Effects of postmortem interval, putrefaction, diabetes, and location of death on the analysis of ethyl glucuronide and ethyl sulfate as ethanol biomarkers of antemortem alcohol consumption.

This study evaluated the forensic value of ethanol biomarkers ethyl glucuronide (EtG) and ethyl sulfate (EtS) under different conditions, including diabetes mellitus, drug abuse, and advanced decomposition. In addition, we explored whether ethanol, EtG, or EtS formation occurred in patients who died as a result of diabetes mellitus. Fifty-two routine postmortem cases were divided into three groups. Group 1 included only the post-mortem cases in which at least blood samples were available (n=47). Group 2 included all cases with positive BAC (n=28). Group 3 included the cases with negative BAC while information surrounding the cases suspected antemortem alcohol consumption and cases that tested negative for ethanol but positive for EtG and EtS. We analyzed multiple bodily fluid specimens, including the vitreous humor, for ethanol biomarker analysis and accurately identified antemortem ethanol consumption or postmortem ethanol synthesis. We also determined the utility of urine samples for analyzing ethanol and its metabolites in putrefaction cases. If no urine sample was available at autopsy due to urination before death or diabetes-associated glucosuria, vitreous humor samples were an appropriate alternative for ethanol biomarker testing. We observed postmortem ethanol synthesis in diabetic individuals even with a short postmortem interval (PMI), however, glucose did not increase postmortem ethanol production in individuals with diabetes under appropriate preservation. The shorter the PMI, the better the ethanol source can be determined. Postmortem ethanol production occurred in all body fluid specimens analyzed herein, including the vitreous humor. EtG and EtS levels were stable and provided accurate insight into ethanol sources, even in cases of postmortem ethanol production. While the present study focused on the use of vitreous humor for the analysis, it is expected such samples may not be available in cases of advanced decay. In cases where no other bodily fluid specimens are available, solid tissue specimens are highly preferred.

The role of ethanol in fatalities in Jeddah, Saudi Arabia.
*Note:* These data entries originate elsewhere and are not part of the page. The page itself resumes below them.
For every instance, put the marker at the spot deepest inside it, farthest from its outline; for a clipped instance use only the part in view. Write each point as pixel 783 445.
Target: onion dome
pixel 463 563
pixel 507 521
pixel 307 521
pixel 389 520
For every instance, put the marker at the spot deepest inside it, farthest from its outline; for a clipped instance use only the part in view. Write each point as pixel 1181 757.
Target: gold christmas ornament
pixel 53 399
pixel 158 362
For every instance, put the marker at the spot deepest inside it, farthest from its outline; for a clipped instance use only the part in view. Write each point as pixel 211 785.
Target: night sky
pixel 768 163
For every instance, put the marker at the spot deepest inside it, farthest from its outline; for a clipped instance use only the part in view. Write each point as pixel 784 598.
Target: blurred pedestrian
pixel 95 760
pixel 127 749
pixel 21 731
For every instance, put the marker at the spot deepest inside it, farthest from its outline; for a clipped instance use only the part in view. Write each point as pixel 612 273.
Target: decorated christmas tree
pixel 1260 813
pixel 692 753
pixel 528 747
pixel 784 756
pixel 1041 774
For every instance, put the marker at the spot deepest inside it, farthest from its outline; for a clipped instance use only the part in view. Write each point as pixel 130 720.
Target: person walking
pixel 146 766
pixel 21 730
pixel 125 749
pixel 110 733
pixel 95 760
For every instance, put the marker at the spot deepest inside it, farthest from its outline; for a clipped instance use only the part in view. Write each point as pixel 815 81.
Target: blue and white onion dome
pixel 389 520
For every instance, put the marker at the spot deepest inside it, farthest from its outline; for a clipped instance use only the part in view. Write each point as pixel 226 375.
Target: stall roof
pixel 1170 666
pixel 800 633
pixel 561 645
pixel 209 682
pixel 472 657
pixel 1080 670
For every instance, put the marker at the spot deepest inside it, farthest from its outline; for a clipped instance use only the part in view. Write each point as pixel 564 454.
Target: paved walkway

In Saudi Arabia, alcohol consumption is prohibited by law, but interpreting postmortem ethanol can be complicated by its postmortem production. This study developed and validated a method using headspace gas chromatography with flame ionization detection and liquid chromatography tandem mass spectroscopy to detect ethanol and its polar metabolites (ethyl glucuronide [EtG] and ethyl sulfate [EtS]) in postmortem blood and urine specimens, respectively. All calibration curves were linear with coefficients of determination greater than 0.999. The limits of detection ranged 4.5-5.0mg/dL for ethanol and 0.05-0.06mg/L for EtG and EtS. The limits of quantification were 10.0mg/dL for ethanol and 0.075mg/L for EtG and EtS. Within-run precision was less than 11% for all analytes of interest. Matrix effects for EtG and EtS ranged 3-47%. After excluding matrix effects, analytical recoveries ranged 72-100%. This validated method was then used for routine postmortem forensic toxicology analyses in 592 routine postmortem cases to distinguish between antemortem ethanol consumption and its postmortem microbial formation. Among them, 98 blood samples (17%) were positive for ethanol or its polar metabolites. Thirty-two of these cases (33%) were positive for EtG and EtS and therefore due to antemortem ethanol consumption. The remaining 66 (67%) cases were negative for both EtG and EtS and therefore due to postmortem ethanol synthesis. Because this is the first study to report the problem of alcohol consumption in Saudi Arabia, further studies are essential for validating these findings.